Islanda Micherline Aduel, campesina haitiana de la organización Tet Kole ti Peyizan Ayisyen, explicó que en su comunidad practican el "konbit", el trabajo agrícola comunitario. "Sembramos juntos, cosechamos juntos. La solidaridad es una forma de resistencia", afirmó. Denunció el embargo estadounidense contra Cuba y la violencia que enfrentan las mujeres campesinas en su país.
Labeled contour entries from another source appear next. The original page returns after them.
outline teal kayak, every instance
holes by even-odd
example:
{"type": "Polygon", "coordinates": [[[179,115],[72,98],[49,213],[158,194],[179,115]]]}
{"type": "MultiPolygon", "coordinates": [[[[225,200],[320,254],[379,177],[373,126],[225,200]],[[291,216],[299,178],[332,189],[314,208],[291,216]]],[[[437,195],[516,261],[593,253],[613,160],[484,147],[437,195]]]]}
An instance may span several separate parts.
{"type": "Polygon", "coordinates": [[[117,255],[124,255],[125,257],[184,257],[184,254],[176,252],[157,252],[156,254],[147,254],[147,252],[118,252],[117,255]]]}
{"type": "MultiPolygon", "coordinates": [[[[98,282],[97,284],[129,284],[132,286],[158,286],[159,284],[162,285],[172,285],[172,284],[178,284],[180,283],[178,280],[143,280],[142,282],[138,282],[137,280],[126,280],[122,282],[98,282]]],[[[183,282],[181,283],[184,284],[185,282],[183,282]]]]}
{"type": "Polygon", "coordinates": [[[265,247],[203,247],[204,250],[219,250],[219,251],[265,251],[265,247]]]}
Desde Brasil, Anderson Amaro, del Movimiento de Pequeños Agricultores, alertó sobre el avance de la ultraderecha. Señaló que, pese a los avances con Lula en la demarcación de territorios indígenas, el cambio climático golpea con fuerza. "Es hora de construir una agricultura campesina liberada del agronegocio y de las multinacionales sometidas al régimen Trump", sentenció.
En Corea del Sur, Goo Jeomsook lucha por el acceso a la tierra: el 70% de las tierras agrícolas no pertenecen a quienes las trabajan. Zainal Arifin Fuat, de Indonesia, denunció que su gobierno está manipulado por Washington y que las políticas neoliberales favorecen el acaparamiento de tierras. Chengueto Muzira, de Zimbabue, apuesta por la agroecología, las semillas tradicionales y los fertilizantes biológicos frente a la crisis climática.
Estas cinco voces demuestran que el internacionalismo campesino no es una consigna vacía: es la construcción cotidiana de un futuro donde la tierra esté al servicio de los pueblos y no del capital.